The most natural form of ridding a toy of coronaviruses is to allow them to die on their own. While this may not be practical, it is a chemical-free alternative that may be preferable to some parents. You can do this by placing the toy in an out-of-reach location for a few days.
The coronavirus is primarily transmitted through breathing in respiratory droplets. However, it can be transmitted when those droplets land on a surface, and then that surface is touched. According to the Cleveland Clinic, coronavirus germs can remain active on plastic toys for up to three days. Wood toys may hold the virus for up to four days. If you choose not to directly disinfect but instead allow these items to air out, make sure you keep careful track of the dates.
Ideally, you could follow a combination of time and sanitizing. For the utmost caution, clean toys thoroughly before giving them three or four days to rest. Rotating toys isn't just the safest route. It also makes each toy seem fresh and new for your youngest children.

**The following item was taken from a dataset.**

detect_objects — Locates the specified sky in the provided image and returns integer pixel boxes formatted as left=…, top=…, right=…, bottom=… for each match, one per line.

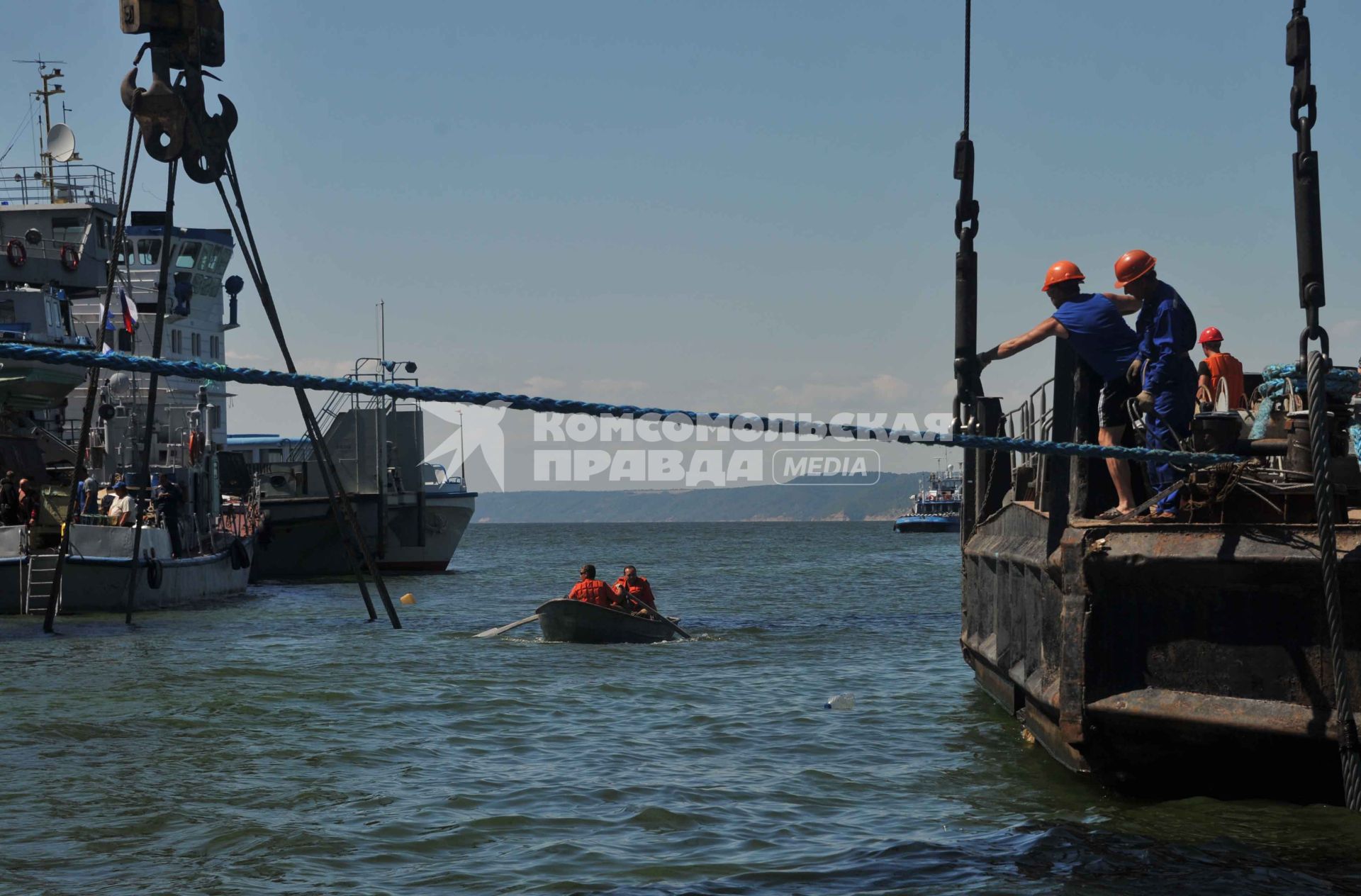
left=0, top=0, right=1361, bottom=487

Take tips from the CDC guidelines for schools and childcare. Follow some of their rigid guidelines in your own home for the cleanest, safest and most germ-free atmosphere. Along with regular cleaning and disinfecting, the CDC recommends that children avoid sharing items as much as possible. You can prevent the need to disinfect some items by not allowing them in public spaces. Make sure that children's hands are cleaned as soon as they enter the home and before they touch anything. You can even have separate toys for school or daycare, car rides and the home.
Don't forget about timing. The CDC suggests specific timelines for cleaning toys in daycares. These guidelines can easily be followed in homes. Clean toys after they have been shared, if they have been coughed or sneezed on or if a child has placed the toy in their mouth.
What Not to Do
The CDC recommends against using hand sanitizers in place of cleaning supplies. Hand sanitizers are meant for skin, not for surfaces. Likewise, the CDC recommends against making your own cleaning supplies unless absolutely necessary. You may feel better about mixing your own chemicals, but without proper testing you have no way of knowing if you are making a concoction that is both safe and effective.
Learning how to sanitize baby toys so that they will be free from the coronavirus germ is a valid concern. However, if you have an appropriate plan in place, cleaning these toys does not have to take up all of your free time. You can circulate, quarantine and cleanse toys as you see fit to ensure your kids stay as safe as possible. In the meantime, don't forget to teach them how to properly wash their hands, wear masks (if they fall within WHO guidelines for mask wearing) and maintain physical distance from people outside of their homes. Following these rules are paramount to avoiding the coronavirus and other germs that wreak havoc on a young one's immune system.